Nos cursos mediados pelo computador, há espaços nas ferramentas destinados exclusivamente à interação pessoal: ao contrário do que ocorre nas salas de aula presenciais, os alunos têm necessidade de se envolver, de partilhar suas impressões e suas histórias de vida. A alta taxa de evasão em cursos à distância que não investem na criação do conceito de comunidade comprova que só é possível aprender e envolver-se na aprendizagem quando existe essa relação interpessoal. A palavra-chave deste momento é o link. Talvez “laço”, em português. Laços entre sujeitos que só podem entrar na roda, na rede, quando assumem o próprio papel e ganham lugar no mundo, mostrando sua cara. Mais autônomos e também mais capazes de ser com o outro. Possivelmente, mais seguros. Certamente, mais felizes. A tecnologia, o hipertextual, apenas materializa, com seus links, o que já estamos fazendo: tornando-nos protagonistas da navegação no mundo e estabelecendo laços entre conhecimentos e pessoas.

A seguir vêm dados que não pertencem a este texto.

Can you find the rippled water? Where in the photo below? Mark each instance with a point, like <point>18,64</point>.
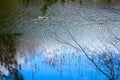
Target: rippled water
<point>43,58</point>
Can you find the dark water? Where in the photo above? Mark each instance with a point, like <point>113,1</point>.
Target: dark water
<point>28,51</point>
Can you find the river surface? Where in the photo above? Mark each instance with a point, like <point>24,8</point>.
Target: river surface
<point>42,57</point>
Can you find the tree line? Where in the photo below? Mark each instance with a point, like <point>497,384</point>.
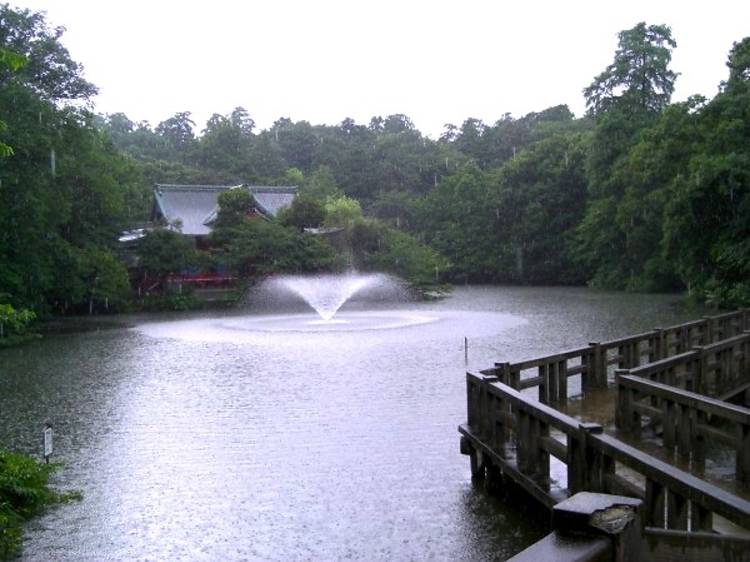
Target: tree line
<point>639,193</point>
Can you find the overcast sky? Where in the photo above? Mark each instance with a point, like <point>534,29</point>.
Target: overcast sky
<point>323,60</point>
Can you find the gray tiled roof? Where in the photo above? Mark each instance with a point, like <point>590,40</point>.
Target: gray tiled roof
<point>195,206</point>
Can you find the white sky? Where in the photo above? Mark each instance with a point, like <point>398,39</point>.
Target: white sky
<point>323,60</point>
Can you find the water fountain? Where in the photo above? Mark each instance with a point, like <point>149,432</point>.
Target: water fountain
<point>326,294</point>
<point>336,308</point>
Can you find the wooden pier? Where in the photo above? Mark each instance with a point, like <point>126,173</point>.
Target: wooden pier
<point>670,383</point>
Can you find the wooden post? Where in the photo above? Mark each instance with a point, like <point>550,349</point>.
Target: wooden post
<point>598,372</point>
<point>623,405</point>
<point>543,372</point>
<point>669,433</point>
<point>657,345</point>
<point>562,382</point>
<point>701,519</point>
<point>696,439</point>
<point>514,380</point>
<point>503,372</point>
<point>743,454</point>
<point>655,504</point>
<point>523,441</point>
<point>471,401</point>
<point>552,382</point>
<point>677,511</point>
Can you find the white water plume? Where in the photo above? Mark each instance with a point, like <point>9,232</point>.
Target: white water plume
<point>326,294</point>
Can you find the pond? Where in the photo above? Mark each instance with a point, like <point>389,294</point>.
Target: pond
<point>235,437</point>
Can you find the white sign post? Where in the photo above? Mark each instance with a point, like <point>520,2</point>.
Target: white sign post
<point>47,442</point>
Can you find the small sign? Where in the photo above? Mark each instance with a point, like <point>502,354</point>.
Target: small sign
<point>47,442</point>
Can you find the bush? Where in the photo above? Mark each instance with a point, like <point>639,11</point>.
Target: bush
<point>24,493</point>
<point>14,321</point>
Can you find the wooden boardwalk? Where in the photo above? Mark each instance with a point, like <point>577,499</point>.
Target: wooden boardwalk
<point>671,383</point>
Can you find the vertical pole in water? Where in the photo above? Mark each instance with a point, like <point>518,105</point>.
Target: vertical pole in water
<point>47,441</point>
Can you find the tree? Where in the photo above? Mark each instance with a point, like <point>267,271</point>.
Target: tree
<point>235,206</point>
<point>49,71</point>
<point>162,252</point>
<point>304,212</point>
<point>178,131</point>
<point>625,100</point>
<point>9,61</point>
<point>342,212</point>
<point>706,229</point>
<point>639,76</point>
<point>260,247</point>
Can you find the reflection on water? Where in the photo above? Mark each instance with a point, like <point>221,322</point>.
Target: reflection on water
<point>213,438</point>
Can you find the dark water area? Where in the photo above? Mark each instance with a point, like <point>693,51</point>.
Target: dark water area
<point>241,436</point>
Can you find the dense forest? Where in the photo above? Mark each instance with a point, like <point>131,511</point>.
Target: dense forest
<point>639,194</point>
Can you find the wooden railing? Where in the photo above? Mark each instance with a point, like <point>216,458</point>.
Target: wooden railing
<point>597,361</point>
<point>515,435</point>
<point>687,419</point>
<point>717,369</point>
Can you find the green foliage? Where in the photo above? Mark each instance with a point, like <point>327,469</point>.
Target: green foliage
<point>163,251</point>
<point>24,493</point>
<point>169,302</point>
<point>14,321</point>
<point>321,185</point>
<point>48,71</point>
<point>304,212</point>
<point>342,212</point>
<point>639,76</point>
<point>260,247</point>
<point>403,255</point>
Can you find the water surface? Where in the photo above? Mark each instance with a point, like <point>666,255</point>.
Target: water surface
<point>223,437</point>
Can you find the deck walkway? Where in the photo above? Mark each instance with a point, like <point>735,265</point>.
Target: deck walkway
<point>643,416</point>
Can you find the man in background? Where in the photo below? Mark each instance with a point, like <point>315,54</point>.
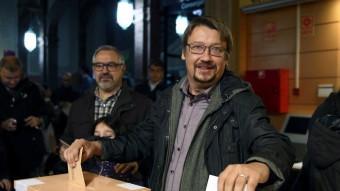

Não queremos nos tornar seres plugados em monitores; justamente por isso, parece que estamos buscando maior qualidade ou, pelo menos, alternativas humanizadoras para nossas relações. Os relacionamentos são agora mais complexos, devido à grande rede de pessoas com quem nos comunicamos. O conceito de comunidade muda: de um bairro ou de uma cidade, ampliamos o horizonte do local para o global. A tecnologia promove a criação de uma espécie de interdependência social.
O próximo passo: valer-nos da tecnologia para construir laços enquanto cidadãos, para que estas identidades também ganhem espaço no jogo social, no qual ainda prevalece a relação bipolar obsoleta das sociedades da era industrial, onde poucos possuem o saber, o capital e o poder. É preciso concretizar o link na vida cidadã para associar competências, estender o diálogo, garantir o espaço do povo através desse vasto mundo cibernético de poder disseminado que se parece muito mais com a democracia. Essa é uma das formas de utilização da Web ainda por explorar: seu enorme potencial subversivo, contra a corrente da robotização.
É que queremos mais do que simplesmente tecnologia: buscamos um universo digital para servir melhor a essas pessoas que, através dos links, dos hipertextos e das redes, expressam e acalentam um único desejo: ser plenamente pessoas, com toda a humanidade que lhes foi destinada.